The ubiquity of this admixture leaves me a bit chagrined, because with the rise of genome-wide data in the mid aughts I’ve been reading papers which produce neat trees and elegant admixture bar plots, all the while unable to confront the reality that the abstractions before me were not reflecting what truly transpired over the past ~10,000 years. A world where modern human expansion resulted in isolation of several major lineages from each other by the end of the last Ice Age down to the present never existed. A world where these major lineages were connected by continuous isolation-by-distance dynamics is very misleading. Here is what I think is more accurate: a world where the “tips” of the phylogenetic tree are pruned repeatedly, and populations which are the outcomes of admixture events expand rapidly to fill the emptying space. Both “ancient North Eurasians” and the “ancient South Eurasians” do not seem to exist in unadmixed form, perhaps with the exception of Andaman Islanders, and some populations in the far north of Siberia. This begs the question, do any populations exist in an “unadmixed form”? What does that even mean? The paper I mention above actually does answer the question in a somewhat precise manner.

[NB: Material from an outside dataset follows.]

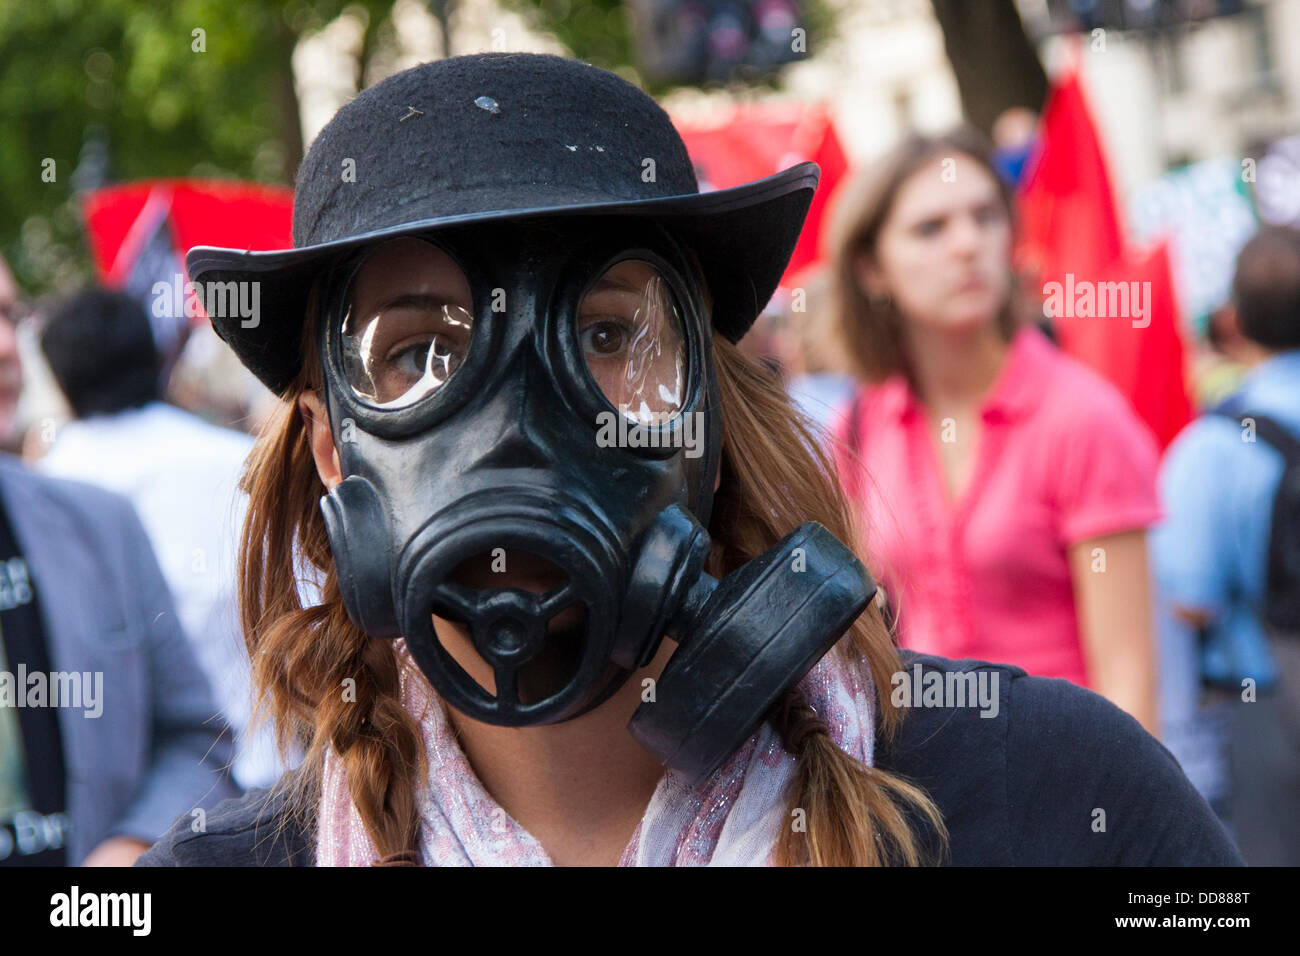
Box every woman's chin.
[910,310,1000,337]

Populations such as the Japanese are useful in forming an unadmixed scaffold after populations identified as admixed are removed using f3 statistics (see Ancient Admixture in Human History). But this is not the last word on whether the Japanese are admixed or not, though it suffices for the purposes of the questions being asked in the paper.

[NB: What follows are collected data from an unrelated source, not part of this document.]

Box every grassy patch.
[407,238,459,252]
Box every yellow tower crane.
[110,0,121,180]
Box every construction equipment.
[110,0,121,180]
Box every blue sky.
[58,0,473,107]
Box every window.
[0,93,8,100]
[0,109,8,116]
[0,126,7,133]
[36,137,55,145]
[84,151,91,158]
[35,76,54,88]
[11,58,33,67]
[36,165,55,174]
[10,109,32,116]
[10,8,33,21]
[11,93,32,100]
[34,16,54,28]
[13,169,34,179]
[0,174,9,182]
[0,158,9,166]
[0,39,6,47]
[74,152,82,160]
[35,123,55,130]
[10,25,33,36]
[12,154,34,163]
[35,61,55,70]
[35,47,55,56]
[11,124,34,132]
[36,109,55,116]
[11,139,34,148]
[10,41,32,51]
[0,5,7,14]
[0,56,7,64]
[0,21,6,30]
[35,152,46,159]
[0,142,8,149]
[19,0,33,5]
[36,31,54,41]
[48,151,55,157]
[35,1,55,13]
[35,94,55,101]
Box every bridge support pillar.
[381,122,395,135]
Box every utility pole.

Where does this leave us? Let’s go back to Europeans. The authors of Efﬁcient moment-based inference of admixture parameters and sources of gene ﬂow assert that pretty much all Europeans exhibit evidence of massive admixture between very distinct lineages. To me this is highly suggestive of events which have roots prior to the Neolithic Revolution. In other words admixture between west and north Eurasian lineages may have occurred in Europe at the end of the last Ice Age, as the continent was being resettled by hunters from the east and south. Later, Neolithic farmers from the Middle East related to the west Eurasian population in Europe during the Pleistocene added a subsequent layer of west Eurasian ancestry, and to a great extent replaced or absorbed the admixed hunter-gatherers. Finally, it seems now entirely possible that a further wave of migrants from Central Asia, who were also an admixed population, erupted into Europe and replaced or absorbed many of the descendants of the Neolithic farmers.
What we’re confronted by is intellectual rubble and bombs are dropped all over the landscape. The world is turned upside down. We’ll rebuild, but it’s going to take time. The past was a strange land, far stranger than we’d thought. In science you go for the boring answers as a null, but in this case the boring answers are turning out to be wrong.
* Ancient DNA analysis is changing this somewhat.